Holidays Minus The Family Drama. I don’t know about you but I’m not that fond of the Holidays as much as some people are. The so called fun and excitement wrapped up in Holiday Cheer is not what it’s cracked up to be. As a Marriage and Family Therapist I know for some, it’s a time of loneliness and depression. Days filled with obligation, guilt, and doing things you really don’t want to do. Part of what happens during the holiday season is we have more mood changes and anxiety. This occurs because of the stress we put on ourselves to make sure the Holidays meet the expectations of others. Overdrinking, overeating and fatigue can cause it. The demands of the season are many: shopping, cooking, travel, houseguests, family reunions, office parties, more shopping and the extra financial burden.

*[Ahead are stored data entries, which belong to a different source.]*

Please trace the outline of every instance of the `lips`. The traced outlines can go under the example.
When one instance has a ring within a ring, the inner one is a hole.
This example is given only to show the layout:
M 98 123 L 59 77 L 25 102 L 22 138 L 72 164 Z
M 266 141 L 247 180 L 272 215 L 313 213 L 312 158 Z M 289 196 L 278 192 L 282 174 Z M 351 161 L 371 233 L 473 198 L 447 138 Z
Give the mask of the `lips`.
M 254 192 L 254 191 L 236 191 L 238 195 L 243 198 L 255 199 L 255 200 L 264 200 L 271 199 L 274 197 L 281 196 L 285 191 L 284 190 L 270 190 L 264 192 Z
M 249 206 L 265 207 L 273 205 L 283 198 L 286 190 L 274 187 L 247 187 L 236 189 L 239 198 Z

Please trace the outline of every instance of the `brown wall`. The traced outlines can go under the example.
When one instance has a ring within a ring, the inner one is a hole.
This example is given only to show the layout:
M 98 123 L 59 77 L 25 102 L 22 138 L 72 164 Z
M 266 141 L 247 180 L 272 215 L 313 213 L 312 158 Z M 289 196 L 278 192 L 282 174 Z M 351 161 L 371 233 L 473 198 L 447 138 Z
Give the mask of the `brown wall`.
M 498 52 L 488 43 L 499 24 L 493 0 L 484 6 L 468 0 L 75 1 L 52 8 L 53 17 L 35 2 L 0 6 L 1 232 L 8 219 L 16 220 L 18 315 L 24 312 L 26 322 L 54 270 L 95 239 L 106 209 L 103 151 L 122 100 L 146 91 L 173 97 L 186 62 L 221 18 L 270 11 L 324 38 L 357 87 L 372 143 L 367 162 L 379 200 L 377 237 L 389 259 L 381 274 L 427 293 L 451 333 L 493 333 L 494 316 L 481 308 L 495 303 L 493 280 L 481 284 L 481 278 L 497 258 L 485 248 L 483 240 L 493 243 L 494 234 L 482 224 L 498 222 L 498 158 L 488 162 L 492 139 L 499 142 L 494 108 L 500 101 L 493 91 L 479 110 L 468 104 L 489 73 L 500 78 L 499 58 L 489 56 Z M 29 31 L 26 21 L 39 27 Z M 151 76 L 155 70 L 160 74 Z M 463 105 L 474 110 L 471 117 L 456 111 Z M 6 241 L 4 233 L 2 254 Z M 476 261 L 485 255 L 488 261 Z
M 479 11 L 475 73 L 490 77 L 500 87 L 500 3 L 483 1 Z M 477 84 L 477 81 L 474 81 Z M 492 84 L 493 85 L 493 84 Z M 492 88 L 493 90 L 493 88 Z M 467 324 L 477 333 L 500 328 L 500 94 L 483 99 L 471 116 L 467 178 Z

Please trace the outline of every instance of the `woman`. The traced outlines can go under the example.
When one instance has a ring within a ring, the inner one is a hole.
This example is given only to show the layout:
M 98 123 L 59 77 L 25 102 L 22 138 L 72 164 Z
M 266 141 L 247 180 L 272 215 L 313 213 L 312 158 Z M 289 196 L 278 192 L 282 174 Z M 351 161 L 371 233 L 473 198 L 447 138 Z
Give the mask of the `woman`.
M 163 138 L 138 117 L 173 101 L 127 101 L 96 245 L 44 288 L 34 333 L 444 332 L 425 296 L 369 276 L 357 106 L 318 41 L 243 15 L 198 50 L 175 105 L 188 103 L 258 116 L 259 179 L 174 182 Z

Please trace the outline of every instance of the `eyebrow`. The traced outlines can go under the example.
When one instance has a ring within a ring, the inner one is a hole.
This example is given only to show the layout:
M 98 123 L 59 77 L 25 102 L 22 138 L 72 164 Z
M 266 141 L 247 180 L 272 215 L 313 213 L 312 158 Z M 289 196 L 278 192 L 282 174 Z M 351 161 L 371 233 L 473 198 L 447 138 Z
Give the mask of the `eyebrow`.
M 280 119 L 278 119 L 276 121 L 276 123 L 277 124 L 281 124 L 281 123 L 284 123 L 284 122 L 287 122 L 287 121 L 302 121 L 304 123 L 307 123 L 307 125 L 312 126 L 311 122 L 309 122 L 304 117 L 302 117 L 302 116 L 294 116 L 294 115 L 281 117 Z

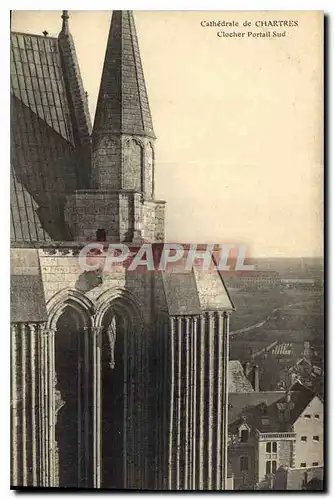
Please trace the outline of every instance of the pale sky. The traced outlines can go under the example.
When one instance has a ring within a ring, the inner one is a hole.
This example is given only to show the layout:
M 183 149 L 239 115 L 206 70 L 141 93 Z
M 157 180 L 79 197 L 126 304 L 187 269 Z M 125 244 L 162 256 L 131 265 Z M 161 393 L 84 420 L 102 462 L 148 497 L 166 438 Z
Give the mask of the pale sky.
M 111 11 L 70 11 L 94 118 Z M 15 11 L 12 29 L 58 35 L 61 12 Z M 202 20 L 297 20 L 275 28 Z M 243 243 L 257 257 L 322 255 L 320 12 L 135 12 L 156 141 L 166 241 Z M 245 31 L 219 38 L 217 31 Z M 284 28 L 276 28 L 284 31 Z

(Photo: MARK SELIGER PARAMOUNT PICTURES)
But the most stressful is having to manage your emotions when in the company of challenging family members who don’t exercise appropriate behavior. The nagging aunt, the annoying mother-in-law, the rude cousin/brother/sister, etc. Whether it’s Thanksgiving Dinner or the Christmas Eve gift exchange event you know exactly who those people are.
Tips to get through the obligatory Family Get-Together:
1 – First of all you don’t need anyone’s permission to say NO, I’m not going.
2 – Be careful about resentments from past holidays. – Declare an amnesty with whichever family member you are feeling past resentments toward.
3 – Avoid the person that bugs you. – Be gracious with a greeting then stay the heck away from them. Don’t even establish eye contact afterwards.
4 – Develop and utilize coping skills when you are triggered. – You can excuse yourself, take a walk, do deep breathing, go to the bathroom for a time out, remind yourself to stay in the here-and-now, stretch arms over your head to release tension, leave at a set time, etc.
5 – If you drink, don’t let the occasion become a reason for over-indulging to cope. This will exacerbate your depression and anxiety, as well as disable your ability to utilize your coping skills. Contrary to popular opinion, alcohol is a depressant.
6 – To offset that day give yourself a break. – create time for yourself to do the things YOU love and need to do for your physical and mental wellness: aerobic exercise, yoga, massage, taking long fast walks or any activity that calms you down and gives you a better perspective on what is important in your life.